Şeker kamışı şekerinin üretimi, işleme ve taşıma maliyetleri pancar şekerine göre daha ucuzdur. Şeker pancarı, iklim şartlarına daha iyi uyum sağlayabilir ve geniş bir coğrafi alanda yetiştirilebilir. Şeker kamışı ise sıcak ve nemli iklimlerde daha iyi yetiştirilebilir. Bu sebeple verimliliği ve maliyeti yetiştirme şartları ve işleme maliyetleri gibi faktörlere bağlı olarak değişebilir. Bu durumlar dikkate alındığında zaten ülkemiz için uygun olan şeker pancarı üretimidir. Bütün bunları dikkate alarak bizim pancar şekerinin kalite üstünlüğünü iyi izah etmemiz lazımdır.

Başka bir misal olarak Karadeniz veya Türk somonu olarak tescillenmiş balığımız verebikiriz. Norveç somonu ile gıda değeri olarak aynı seviyededir. Hatta mineral muhtevası Karadeniz somonunun daha yüksektir.
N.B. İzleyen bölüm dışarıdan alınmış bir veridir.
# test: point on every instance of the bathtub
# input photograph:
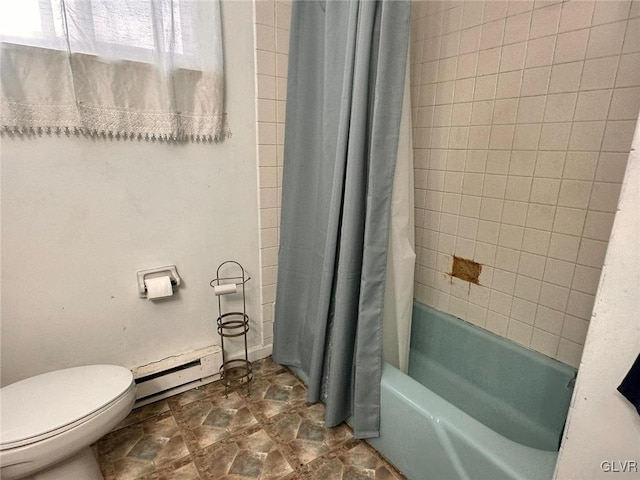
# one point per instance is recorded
(474, 406)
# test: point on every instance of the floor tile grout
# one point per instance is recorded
(271, 433)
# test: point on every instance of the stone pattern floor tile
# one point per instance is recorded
(270, 434)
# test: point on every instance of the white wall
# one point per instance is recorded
(80, 216)
(602, 425)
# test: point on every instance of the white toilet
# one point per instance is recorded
(47, 422)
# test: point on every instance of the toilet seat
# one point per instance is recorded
(40, 407)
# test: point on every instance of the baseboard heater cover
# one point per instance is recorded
(174, 375)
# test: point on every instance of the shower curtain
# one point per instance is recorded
(344, 99)
(401, 258)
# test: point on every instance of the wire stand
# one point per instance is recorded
(233, 372)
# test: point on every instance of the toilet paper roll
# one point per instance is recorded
(225, 289)
(158, 287)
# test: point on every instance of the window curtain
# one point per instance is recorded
(126, 68)
(344, 100)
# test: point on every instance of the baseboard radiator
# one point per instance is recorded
(177, 374)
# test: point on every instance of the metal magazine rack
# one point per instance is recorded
(238, 371)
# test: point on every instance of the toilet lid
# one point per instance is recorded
(50, 402)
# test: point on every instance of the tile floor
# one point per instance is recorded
(270, 434)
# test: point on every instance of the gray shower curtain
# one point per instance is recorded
(344, 101)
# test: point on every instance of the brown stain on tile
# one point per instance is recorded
(466, 270)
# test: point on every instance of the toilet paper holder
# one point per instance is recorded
(169, 270)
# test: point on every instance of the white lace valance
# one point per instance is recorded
(129, 68)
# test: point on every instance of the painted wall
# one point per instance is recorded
(80, 216)
(603, 428)
(523, 117)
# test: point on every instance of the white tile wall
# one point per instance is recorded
(271, 21)
(523, 115)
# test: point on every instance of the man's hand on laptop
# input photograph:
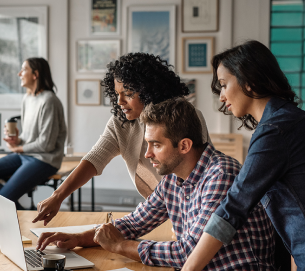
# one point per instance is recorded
(48, 208)
(61, 240)
(109, 237)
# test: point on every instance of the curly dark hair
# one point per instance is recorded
(254, 65)
(146, 74)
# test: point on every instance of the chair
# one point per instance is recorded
(229, 144)
(53, 181)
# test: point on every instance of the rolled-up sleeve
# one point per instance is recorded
(266, 163)
(175, 253)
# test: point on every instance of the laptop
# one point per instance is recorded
(11, 243)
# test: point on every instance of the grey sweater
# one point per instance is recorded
(130, 143)
(43, 128)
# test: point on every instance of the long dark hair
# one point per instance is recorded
(254, 65)
(45, 81)
(148, 75)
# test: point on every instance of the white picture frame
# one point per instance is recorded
(88, 92)
(199, 15)
(27, 36)
(94, 55)
(152, 29)
(197, 53)
(105, 18)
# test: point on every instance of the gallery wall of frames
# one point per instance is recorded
(150, 29)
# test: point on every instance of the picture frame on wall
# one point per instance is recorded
(105, 17)
(24, 34)
(199, 15)
(88, 50)
(191, 85)
(197, 53)
(88, 92)
(152, 29)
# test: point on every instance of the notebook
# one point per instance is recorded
(11, 242)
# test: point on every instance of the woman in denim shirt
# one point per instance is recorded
(253, 88)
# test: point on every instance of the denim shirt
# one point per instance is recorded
(273, 173)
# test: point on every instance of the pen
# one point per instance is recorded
(109, 219)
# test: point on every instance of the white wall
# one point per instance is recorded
(58, 47)
(57, 58)
(238, 20)
(87, 123)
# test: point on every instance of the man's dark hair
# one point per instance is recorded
(254, 65)
(148, 75)
(179, 118)
(45, 81)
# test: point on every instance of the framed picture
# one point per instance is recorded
(24, 32)
(199, 15)
(88, 92)
(197, 54)
(191, 84)
(152, 29)
(94, 55)
(105, 17)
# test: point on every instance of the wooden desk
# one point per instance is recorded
(102, 259)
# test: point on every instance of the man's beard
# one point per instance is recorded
(169, 166)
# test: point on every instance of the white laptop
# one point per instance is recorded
(11, 243)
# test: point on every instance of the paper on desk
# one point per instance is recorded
(69, 229)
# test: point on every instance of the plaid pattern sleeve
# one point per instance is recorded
(189, 204)
(175, 253)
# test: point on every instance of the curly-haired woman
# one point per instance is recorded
(131, 82)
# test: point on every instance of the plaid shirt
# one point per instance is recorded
(189, 204)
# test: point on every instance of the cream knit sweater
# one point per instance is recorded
(129, 142)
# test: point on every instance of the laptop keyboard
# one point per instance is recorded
(33, 257)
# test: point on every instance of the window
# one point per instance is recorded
(287, 41)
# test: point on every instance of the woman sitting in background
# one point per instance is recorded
(132, 82)
(38, 151)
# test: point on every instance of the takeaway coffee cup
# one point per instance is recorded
(53, 262)
(11, 125)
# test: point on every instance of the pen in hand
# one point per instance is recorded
(109, 219)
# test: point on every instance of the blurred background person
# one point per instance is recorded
(38, 151)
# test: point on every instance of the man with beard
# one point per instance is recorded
(196, 179)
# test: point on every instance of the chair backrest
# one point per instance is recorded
(229, 144)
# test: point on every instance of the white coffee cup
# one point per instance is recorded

Omega 3 yağ asitleri bakımından çevre ve besleme şartlarına, mevsime bağlı olarak Türk somonun daha üstün olduğuna dair analizler de vardır. Fiyat olarak Türk somonu çok daha ucuzdur. Fakat sadece reklamı daha iyi olduğu için pahalı olan Norveç somonu tercih edilebilmektedir.

Alternatif mahsuller: İç ve dış pazardaki talebi çok iyi takip etmek lazım gelir. Pazar ve tüketici talebine göre alternatif yetiştiricilik modelleri ve mahsuller üzerinde çiftçiyi yönlendirmek gerekir.
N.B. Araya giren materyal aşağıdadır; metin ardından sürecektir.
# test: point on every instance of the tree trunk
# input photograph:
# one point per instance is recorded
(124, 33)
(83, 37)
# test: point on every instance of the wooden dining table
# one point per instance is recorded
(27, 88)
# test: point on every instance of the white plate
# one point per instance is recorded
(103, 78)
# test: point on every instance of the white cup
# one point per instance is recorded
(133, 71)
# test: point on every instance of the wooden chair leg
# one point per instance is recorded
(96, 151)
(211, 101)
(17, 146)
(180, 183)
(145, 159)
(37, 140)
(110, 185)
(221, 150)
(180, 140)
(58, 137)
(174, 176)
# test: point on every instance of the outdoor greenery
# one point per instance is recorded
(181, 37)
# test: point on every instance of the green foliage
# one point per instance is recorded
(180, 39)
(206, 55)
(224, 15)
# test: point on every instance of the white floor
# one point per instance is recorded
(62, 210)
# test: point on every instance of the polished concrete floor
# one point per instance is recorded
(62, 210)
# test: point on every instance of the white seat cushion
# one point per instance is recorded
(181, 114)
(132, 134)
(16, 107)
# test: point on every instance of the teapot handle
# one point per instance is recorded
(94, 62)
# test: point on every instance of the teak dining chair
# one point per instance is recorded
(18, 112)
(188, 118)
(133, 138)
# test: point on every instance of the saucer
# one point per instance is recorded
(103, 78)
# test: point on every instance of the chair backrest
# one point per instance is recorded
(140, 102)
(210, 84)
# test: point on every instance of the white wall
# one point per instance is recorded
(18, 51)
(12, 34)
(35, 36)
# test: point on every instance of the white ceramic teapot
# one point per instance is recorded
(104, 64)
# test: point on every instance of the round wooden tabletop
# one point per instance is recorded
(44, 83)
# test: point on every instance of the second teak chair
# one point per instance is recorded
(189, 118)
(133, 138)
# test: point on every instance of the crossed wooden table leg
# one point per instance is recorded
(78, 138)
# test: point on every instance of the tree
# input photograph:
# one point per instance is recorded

Reklam ve tanıtma: Ülkemizin Zirai mahsul ve mamullerini ülkelerin talepleri ve tüketici isteklerini de dikkate alarak tanıtmak takdim etmek lazımdır.

Kolay ulaşma ve ulaştırma ile alakalı bütün kolaylaştırıcı vasıtalar kullanılmalıdır. Bürokratik kolaylık, sağlıklı nakliye ve ulaştırma tedbirleri, memnuniyet belirleme çalışmaları gibi…

ORMAN YANGINLARI

Türkiye’nin uzaya fırlatılan uydularından Tarım Orman Bakanlığı da kendi faaliyet sahalarında faydalanabilmelidir. Bu hususta bir koordinasyon temin edilmelidir.
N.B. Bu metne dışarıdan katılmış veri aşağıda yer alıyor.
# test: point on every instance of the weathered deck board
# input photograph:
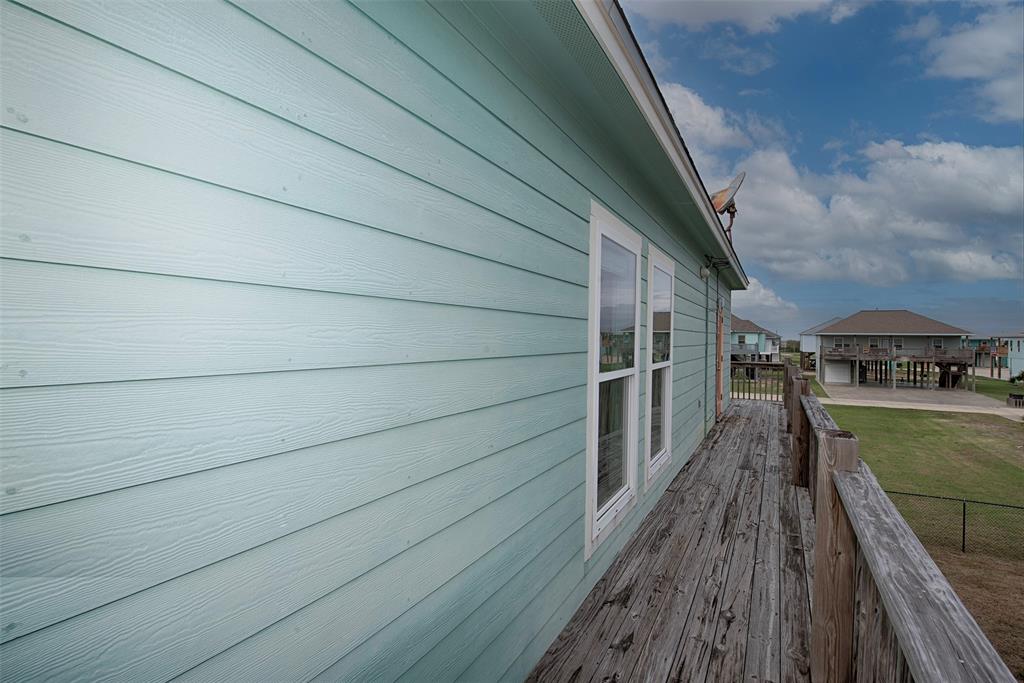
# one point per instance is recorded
(713, 585)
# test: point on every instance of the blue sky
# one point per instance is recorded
(883, 141)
İhdasına 90’lı yılların sonuna doğru başlanıp, 2001 yılında tamamlanan Tarım Bakanlığı coğrafi bilgi sistemleri, sun’i zeka da kullanılarak geliştirilip, orman yangınlarını takip ve önlemek için kusmi olarak kullanılabilir.

Ormanlarımızda yeterince gözetleme kuleleri kurulmalıdır. Sıkı bir gözetleme şarttır.

Anız yakmayı önlemek için çiftçiden anızdaki atıkların alınması ve atık değerlendirme tesislerine taşınması yoluna gidilmelidir. Bu şekilde hem atıkların yakılması önlenmiş olur ve hem de atıklar zayi edilmemiş olur.

Enerji nakil hatları yenilenmeli ve tamamı yer altına alınmalıdır.

Mesire ve ören yerleri tam kontrollü hale getirilmelidir.

Orman yangınlarına sebebiyet verme ile alakalı müeyyidelerin caydırıcı şekilde tatbik edilmesi gerekir.